The spread of the coronavirus has led to a halt of Major League Baseball, the National Hockey League and the National Basketball Association, and raised questions about whether the 2020 National Football League season will take place this fall.
CNBC reported health experts and government officials say sports events probably won’t happen until next year at the earliest.
The cable news network reported that while leagues devise plans to play games without fans and some governors consider opening venues, health experts say gatherings without strict social distancing shouldn’t come back until at least 2021.
Peter Bach, director of the Center for Health Policy and Outcomes, told the network the return of big events is not a priority.
“Having gone to those events, I don’t know you’d keep people from exposing the virus to one another, and I don’t know how you could contact-trace there without a lot of intrusion,” Bach told the news service.
Dr. Dhruv Khullar at New York-Presbyterian Hospital said only a vaccine, ubiquitous testing or vastly improved treatment will accelerate the pace of large gatherings without strict social distancing.
“The reality is in the hospital we see the real devastating effects of moving too quickly and not adhering to social distancing practices,” Khullar said.
On what might need to open for sports to commence, PYMNTS reported stadium games will not be the same for some time.
Gil Fried, professor and chair at the University of New Haven’s sports management program, told PYMNTS about one of the COVID-19 rules: “It’s not, you might need to have a seat on either side of you that’s free. It might be two seats on either side – and then one in front, one behind.”

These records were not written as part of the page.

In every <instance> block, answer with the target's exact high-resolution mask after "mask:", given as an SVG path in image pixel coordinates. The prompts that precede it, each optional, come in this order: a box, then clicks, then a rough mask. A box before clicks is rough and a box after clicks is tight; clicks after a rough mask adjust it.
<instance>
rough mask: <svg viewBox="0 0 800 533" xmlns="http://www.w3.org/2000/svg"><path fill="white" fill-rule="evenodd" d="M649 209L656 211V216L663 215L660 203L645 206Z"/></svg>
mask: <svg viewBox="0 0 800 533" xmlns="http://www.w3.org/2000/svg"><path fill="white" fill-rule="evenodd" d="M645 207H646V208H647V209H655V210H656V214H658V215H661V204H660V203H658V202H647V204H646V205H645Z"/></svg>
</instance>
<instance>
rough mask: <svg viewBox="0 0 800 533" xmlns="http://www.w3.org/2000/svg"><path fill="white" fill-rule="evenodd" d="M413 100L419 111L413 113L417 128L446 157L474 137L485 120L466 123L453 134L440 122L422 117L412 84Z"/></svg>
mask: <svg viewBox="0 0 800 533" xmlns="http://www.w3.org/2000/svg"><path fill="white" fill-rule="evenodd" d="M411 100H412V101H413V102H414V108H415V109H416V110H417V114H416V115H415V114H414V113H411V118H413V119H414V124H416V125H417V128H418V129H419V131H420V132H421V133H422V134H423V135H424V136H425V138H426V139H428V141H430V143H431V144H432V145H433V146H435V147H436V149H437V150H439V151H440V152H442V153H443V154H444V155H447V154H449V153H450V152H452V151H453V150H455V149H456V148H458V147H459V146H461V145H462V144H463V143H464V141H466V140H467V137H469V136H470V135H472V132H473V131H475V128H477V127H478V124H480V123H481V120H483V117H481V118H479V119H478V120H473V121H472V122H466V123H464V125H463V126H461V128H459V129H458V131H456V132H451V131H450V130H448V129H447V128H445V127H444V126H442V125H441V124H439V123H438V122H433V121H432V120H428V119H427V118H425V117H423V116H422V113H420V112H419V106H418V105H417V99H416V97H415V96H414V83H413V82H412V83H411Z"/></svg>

While the NFL has yet to decide the fate of its 2020 season, the league has a plan for ticket refunds.
In a memo obtained by CNBC, Commissioner Roger Goodell said teams will have a policy to refund fans for tickets if a game is cancelled or played to an empty stadium. Fans can opt for a cash refund or get another ticket for a later game.

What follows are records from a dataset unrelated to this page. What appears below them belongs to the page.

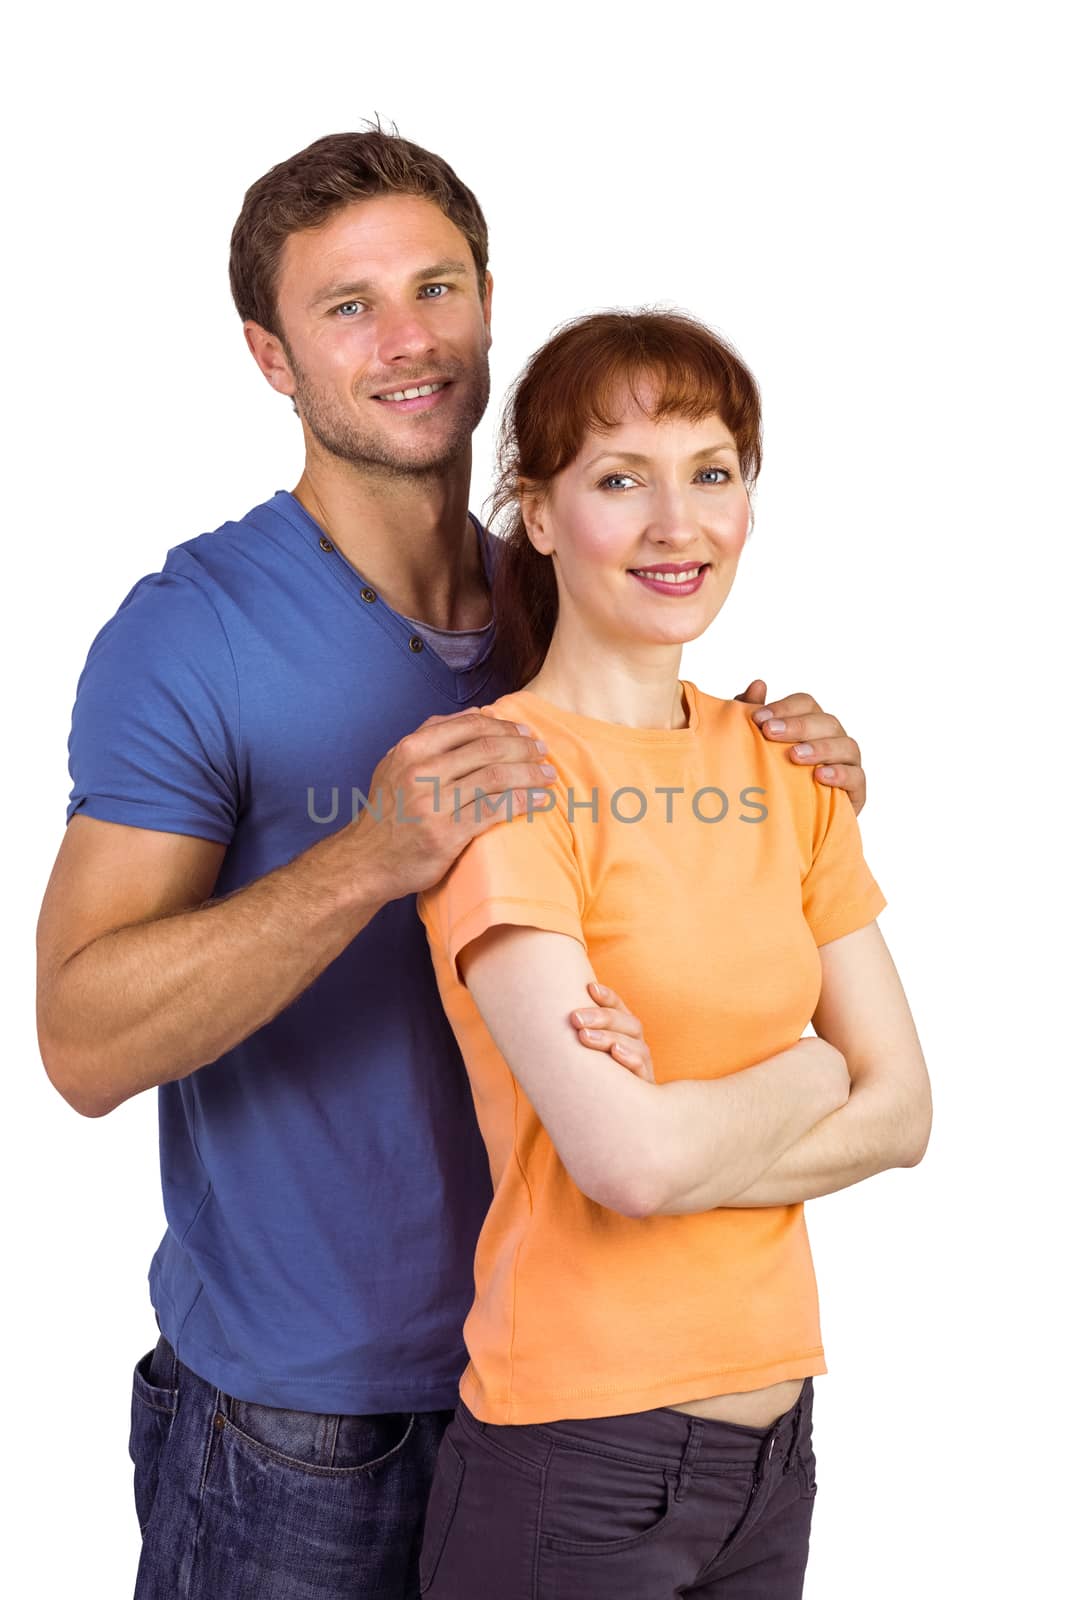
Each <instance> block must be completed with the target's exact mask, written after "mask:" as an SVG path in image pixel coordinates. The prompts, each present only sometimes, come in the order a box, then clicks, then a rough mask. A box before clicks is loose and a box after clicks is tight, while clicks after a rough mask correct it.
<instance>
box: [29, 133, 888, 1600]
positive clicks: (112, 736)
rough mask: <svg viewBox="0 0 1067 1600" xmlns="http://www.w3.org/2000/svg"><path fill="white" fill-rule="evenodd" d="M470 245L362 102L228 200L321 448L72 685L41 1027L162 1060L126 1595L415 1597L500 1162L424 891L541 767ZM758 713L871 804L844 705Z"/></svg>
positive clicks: (441, 874)
mask: <svg viewBox="0 0 1067 1600" xmlns="http://www.w3.org/2000/svg"><path fill="white" fill-rule="evenodd" d="M486 259H488V238H486V227H485V219H483V214H482V210H480V206H478V203H477V200H475V197H474V195H472V194H470V190H469V189H466V186H464V184H461V182H459V179H458V178H456V174H454V173H453V171H451V168H450V166H448V165H446V163H445V162H442V160H440V158H438V157H435V155H432V154H430V152H427V150H421V149H419V147H416V146H413V144H410V142H406V141H403V139H398V138H395V136H390V134H386V133H384V131H381V130H378V128H373V130H370V131H366V133H360V134H338V136H330V138H326V139H320V141H317V142H315V144H312V146H310V147H309V149H306V150H302V152H299V154H298V155H294V157H291V158H290V160H286V162H282V163H280V165H278V166H275V168H272V171H269V173H267V174H266V176H264V178H261V179H259V181H258V182H256V184H254V186H253V187H251V189H250V192H248V195H246V198H245V205H243V210H242V214H240V218H238V221H237V226H235V229H234V238H232V253H230V283H232V290H234V298H235V302H237V309H238V312H240V315H242V320H243V325H245V338H246V341H248V346H250V349H251V354H253V355H254V358H256V362H258V365H259V368H261V371H262V374H264V376H266V379H267V381H269V382H270V384H272V386H274V389H277V390H278V394H282V395H286V397H291V400H293V405H294V410H296V413H298V416H299V419H301V426H302V430H304V438H306V451H307V454H306V467H304V474H302V477H301V480H299V483H298V485H296V490H294V491H293V493H291V494H290V493H285V491H282V493H278V494H275V496H274V498H272V499H269V501H266V502H264V504H262V506H258V507H254V509H253V510H251V512H248V515H246V517H243V518H242V520H240V522H235V523H224V525H222V526H221V528H218V530H216V531H214V533H210V534H203V536H200V538H195V539H190V541H187V542H186V544H181V546H176V547H174V549H173V550H170V552H168V558H166V563H165V566H163V571H162V573H152V574H149V576H146V578H142V579H141V581H139V582H138V584H134V587H133V590H131V592H130V594H128V595H126V598H125V600H123V603H122V606H120V608H118V611H117V613H115V614H114V616H112V618H110V621H109V622H107V624H106V626H104V627H102V630H101V632H99V635H98V637H96V640H94V642H93V646H91V650H90V654H88V659H86V666H85V670H83V674H82V677H80V682H78V693H77V704H75V709H74V720H72V733H70V773H72V779H74V789H72V795H70V806H69V814H67V821H69V827H67V832H66V838H64V842H62V848H61V850H59V854H58V859H56V866H54V870H53V875H51V880H50V885H48V891H46V896H45V904H43V909H42V917H40V926H38V952H40V978H38V1032H40V1046H42V1056H43V1061H45V1067H46V1070H48V1075H50V1077H51V1080H53V1083H54V1085H56V1088H58V1090H59V1093H61V1094H62V1096H64V1098H66V1099H67V1101H69V1102H70V1104H72V1106H74V1107H75V1109H77V1110H80V1112H82V1114H85V1115H88V1117H99V1115H106V1114H107V1112H110V1110H112V1109H114V1107H115V1106H120V1104H122V1102H123V1101H125V1099H128V1098H130V1096H131V1094H136V1093H139V1091H142V1090H147V1088H155V1086H158V1114H160V1157H162V1179H163V1202H165V1211H166V1222H168V1227H166V1234H165V1237H163V1240H162V1243H160V1248H158V1251H157V1254H155V1258H154V1261H152V1267H150V1274H149V1282H150V1291H152V1304H154V1309H155V1315H157V1322H158V1326H160V1341H158V1344H157V1346H155V1349H154V1350H152V1352H149V1354H147V1355H144V1357H142V1358H141V1360H139V1362H138V1365H136V1370H134V1376H133V1427H131V1454H133V1458H134V1467H136V1470H134V1499H136V1507H138V1517H139V1523H141V1530H142V1555H141V1566H139V1574H138V1587H136V1595H138V1597H139V1600H157V1597H158V1600H162V1597H166V1600H174V1597H179V1595H181V1597H194V1595H195V1597H211V1600H219V1597H227V1600H229V1597H237V1595H245V1594H248V1595H253V1594H254V1595H256V1597H258V1600H264V1597H270V1595H285V1597H286V1600H294V1597H304V1595H307V1597H334V1595H338V1597H339V1595H346V1597H352V1595H371V1594H373V1595H389V1597H397V1600H400V1597H408V1595H416V1594H418V1547H419V1536H421V1528H422V1515H424V1506H426V1496H427V1491H429V1483H430V1475H432V1470H434V1458H435V1451H437V1443H438V1440H440V1437H442V1434H443V1429H445V1426H446V1422H448V1419H450V1416H451V1410H453V1406H454V1403H456V1395H458V1379H459V1373H461V1371H462V1366H464V1365H466V1355H464V1346H462V1323H464V1317H466V1314H467V1309H469V1304H470V1299H472V1259H474V1246H475V1240H477V1235H478V1227H480V1224H482V1219H483V1216H485V1211H486V1208H488V1203H490V1197H491V1186H490V1174H488V1166H486V1158H485V1150H483V1144H482V1138H480V1133H478V1128H477V1122H475V1117H474V1107H472V1102H470V1094H469V1088H467V1078H466V1070H464V1064H462V1059H461V1056H459V1051H458V1046H456V1042H454V1037H453V1034H451V1030H450V1027H448V1022H446V1019H445V1014H443V1011H442V1006H440V1002H438V994H437V986H435V979H434V971H432V965H430V957H429V949H427V944H426V936H424V933H422V928H421V923H419V920H418V917H416V912H414V896H416V893H418V891H419V890H422V888H427V886H430V885H434V883H437V882H438V880H440V878H442V877H443V874H445V872H446V870H448V867H450V864H451V862H453V861H454V859H456V856H458V854H459V853H461V851H462V848H464V846H466V845H467V842H469V840H470V838H472V837H474V835H475V834H478V832H482V830H483V829H485V827H490V826H496V824H498V822H499V821H501V813H496V811H493V810H491V808H488V806H485V805H483V806H480V808H477V806H475V795H477V792H478V790H480V792H482V794H483V795H491V797H498V795H501V794H504V792H506V790H509V789H517V790H523V789H528V787H531V786H545V784H547V782H550V781H552V770H550V768H549V771H547V773H545V770H544V766H542V758H544V755H545V752H544V750H542V747H541V746H539V744H537V739H536V734H537V730H530V728H526V726H517V725H514V723H502V722H499V720H496V718H490V717H483V715H480V712H478V706H480V704H488V702H491V701H494V699H496V698H498V696H499V694H502V693H506V691H507V690H510V688H515V686H517V685H514V683H509V682H507V680H506V678H504V677H502V675H501V670H499V667H498V666H494V659H493V654H491V646H493V616H491V602H490V574H491V558H493V541H491V539H490V538H488V534H486V533H485V530H483V528H482V526H480V525H478V523H477V520H475V518H474V517H472V515H470V514H469V512H467V498H469V486H470V435H472V432H474V429H475V426H477V422H478V421H480V418H482V414H483V411H485V406H486V402H488V394H490V374H488V350H490V312H491V294H493V282H491V275H490V272H488V269H486ZM763 696H765V686H763V685H761V682H760V680H757V682H755V683H753V685H750V686H749V690H745V693H744V696H739V698H741V699H747V701H749V702H752V704H760V701H761V699H763ZM771 714H777V718H784V720H777V718H776V720H773V722H765V723H763V731H765V734H766V736H768V738H784V739H787V741H801V742H803V744H805V746H809V749H795V750H793V758H795V760H803V762H808V763H809V765H814V763H816V762H829V763H832V765H830V768H829V770H825V768H822V766H817V768H816V778H817V779H819V781H832V782H838V784H843V786H845V787H846V789H848V792H849V795H851V797H853V803H854V805H856V808H857V810H859V806H861V805H862V798H864V781H862V771H861V768H859V750H857V749H856V744H854V742H853V741H851V739H849V738H846V736H845V734H843V730H841V726H840V723H838V722H837V718H833V717H827V715H824V714H822V712H821V710H819V707H817V706H816V704H814V701H811V699H809V696H805V694H798V696H790V698H789V699H785V701H779V702H776V704H774V706H773V707H769V709H768V712H766V715H771ZM757 715H758V714H757ZM547 755H549V757H550V752H547ZM435 779H438V781H440V782H442V784H443V786H445V789H446V792H448V794H451V790H453V787H454V786H459V789H461V800H462V805H461V808H459V811H458V814H456V811H454V808H453V805H451V802H450V803H446V805H443V806H442V805H435V789H437V786H435ZM365 800H366V802H368V803H370V806H371V810H366V806H365V805H363V802H365ZM413 824H418V826H413ZM592 998H593V1000H603V1002H605V1010H603V1011H601V1010H598V1008H595V1006H590V1013H593V1016H595V1018H597V1019H598V1021H601V1024H603V1026H605V1027H606V1030H608V1034H609V1035H611V1034H613V1032H614V1034H619V1035H625V1034H633V1032H635V1030H640V1024H638V1022H637V1019H635V1018H632V1016H630V1013H629V1011H627V1010H625V1005H624V997H616V995H613V994H611V992H608V990H605V992H593V995H592ZM592 1019H593V1018H590V1016H587V1014H585V1013H574V1014H573V1018H571V1022H573V1026H574V1027H579V1026H581V1022H582V1021H592ZM590 1048H592V1045H590Z"/></svg>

PYMNTS founder Karen Webster wrote last week the challenge of jumpstarting the economy after nearly two months of a near-total shutdown is similar to the one faced by an entrepreneur with a platform business they want to ignite and scale. It will take identifying stakeholders, understanding their interdependencies and devising a strategy to build critical mass on all sides while aligning supply with demand, she wrote.